Gleason had a nasty habit of murdering people, he wanted to die, and we’re well rid of him. His former attorneys, ever eager to keep milking their cash cow even after he’d fired them, kept filing appeals that Gleason had to fight against, in order to be executed. Too bad they couldn’t have sat in his lap when the switch was pulled.
The only real problem anyone should have with the condemned is that it can take 15 or 20 years from the time of the death sentence until it’s actually carried out, because of the appeals process, and in the meantime, warehousing all these dregs is a billion dollar industry paid for by taxpayers. Who else?
I don’t have any crime statistics for when people were publicly hanged, whipped and put in stocks, but I do know that people were harshly punished for things we don’t even care about now, so I’m guessing that serious crimes almost never happened. These days we keep building more prisons and keep over-populating them with really violent people whom we turn around and let out again after X number of years. All we do is just thin out the crowd of baddies in our midst by doing this, but nothing permanent happens.
I’d like to see us stop being so nice and go back to the old Draconian methods of yore. Limit the condemned to one appeal which must take place within one year of sentencing. Then it’s ZAP time. Do like they do in Singapore and give offenders a few strokes on their ass, in public, with a rod swung by a martial artist, that splits them open, just for spraypainting graffiti. Guess what? Singapore has one of the lowest crime rates in the world as a result. Who’da thought?
It would not be cruel or unusual punishment, if it was administered uniformly. The criteria for “cruel” punishment is if it’s meted out discriminatorily or with evil intent.
Punishment should be painful and humiliating in order to be effective and be lasting in effect, and how many of us would be happy to never see again the scrawls of gang slogans on the overpasses of our highways? We are supposedly a “nation of laws, not men”, but we’re not even that if we don’t enforce them meaningfully. The only people I can see complaining about this are the screw-ups who don’t want to be punished for the stuff they like to get away with.

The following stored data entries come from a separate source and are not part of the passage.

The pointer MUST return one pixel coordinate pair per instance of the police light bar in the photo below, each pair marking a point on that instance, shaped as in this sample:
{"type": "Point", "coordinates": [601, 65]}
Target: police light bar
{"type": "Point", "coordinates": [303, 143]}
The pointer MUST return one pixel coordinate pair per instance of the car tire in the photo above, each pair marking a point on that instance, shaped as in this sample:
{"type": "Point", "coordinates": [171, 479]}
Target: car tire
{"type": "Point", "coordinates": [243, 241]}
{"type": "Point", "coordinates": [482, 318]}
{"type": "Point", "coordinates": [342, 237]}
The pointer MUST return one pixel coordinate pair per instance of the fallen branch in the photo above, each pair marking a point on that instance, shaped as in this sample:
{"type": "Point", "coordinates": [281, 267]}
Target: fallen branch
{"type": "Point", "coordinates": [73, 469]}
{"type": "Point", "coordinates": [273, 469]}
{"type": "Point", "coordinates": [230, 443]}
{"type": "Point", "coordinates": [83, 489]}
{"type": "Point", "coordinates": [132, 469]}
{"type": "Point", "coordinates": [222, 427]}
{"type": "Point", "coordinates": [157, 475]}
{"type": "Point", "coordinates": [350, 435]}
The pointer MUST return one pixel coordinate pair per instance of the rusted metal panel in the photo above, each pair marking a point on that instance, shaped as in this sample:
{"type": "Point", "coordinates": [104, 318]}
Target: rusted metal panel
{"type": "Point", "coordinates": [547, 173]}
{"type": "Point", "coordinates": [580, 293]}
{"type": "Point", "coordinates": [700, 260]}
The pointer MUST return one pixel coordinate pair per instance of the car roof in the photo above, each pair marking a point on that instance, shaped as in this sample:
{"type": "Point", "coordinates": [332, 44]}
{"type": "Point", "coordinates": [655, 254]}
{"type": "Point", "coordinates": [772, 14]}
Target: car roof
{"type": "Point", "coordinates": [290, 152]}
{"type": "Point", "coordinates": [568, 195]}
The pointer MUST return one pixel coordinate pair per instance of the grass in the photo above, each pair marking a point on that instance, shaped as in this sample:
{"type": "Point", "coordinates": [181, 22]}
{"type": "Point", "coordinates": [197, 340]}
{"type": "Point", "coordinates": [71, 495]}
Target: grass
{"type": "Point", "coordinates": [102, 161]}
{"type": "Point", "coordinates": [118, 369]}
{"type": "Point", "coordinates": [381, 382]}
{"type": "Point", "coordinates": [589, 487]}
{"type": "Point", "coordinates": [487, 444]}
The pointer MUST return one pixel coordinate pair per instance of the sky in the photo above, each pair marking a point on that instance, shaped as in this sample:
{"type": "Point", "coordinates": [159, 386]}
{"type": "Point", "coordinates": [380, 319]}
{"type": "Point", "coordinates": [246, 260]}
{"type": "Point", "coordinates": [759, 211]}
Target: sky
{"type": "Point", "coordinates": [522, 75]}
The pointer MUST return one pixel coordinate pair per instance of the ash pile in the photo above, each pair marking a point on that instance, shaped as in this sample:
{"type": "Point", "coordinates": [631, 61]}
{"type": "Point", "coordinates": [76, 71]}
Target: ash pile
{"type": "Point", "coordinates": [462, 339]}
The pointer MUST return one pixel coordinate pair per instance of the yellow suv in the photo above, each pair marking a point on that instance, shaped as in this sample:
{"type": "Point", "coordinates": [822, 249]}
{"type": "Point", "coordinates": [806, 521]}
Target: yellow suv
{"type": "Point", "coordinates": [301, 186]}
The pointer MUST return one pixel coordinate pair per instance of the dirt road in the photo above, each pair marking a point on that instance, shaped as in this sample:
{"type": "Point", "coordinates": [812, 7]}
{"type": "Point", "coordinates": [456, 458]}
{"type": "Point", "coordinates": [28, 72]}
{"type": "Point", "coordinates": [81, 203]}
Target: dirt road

Being imprisoned may deter that person from offending again, but nobody else takes a cue from it. Public punishment, evenly and fairly inflicted and enforced, reaches a lot of people, and imprisoning them for years is unneccesary. A fast trial, then get your pants pulled down in public while a crowd jeers, yells and laughs at you, and you get your ass whipped bloody. Mighty fine chance that whatever it was you did, you never will again and neither will anyone in that crowd. No one goes to prison, no one continues on a career in crime and no one gets executed. The streets are clean, the people respect each other, and everyone feels pretty safe.
I like it.
It used to be that every time Virginia executed some filthy murderer, some bunch of liberals squawked. I note that nobody at all squawked this time. Gleason was so vile that nobody gave a shit that he died.
You know what frosts my ass? The millions that have been spent on Charles Manson. Just sayin’.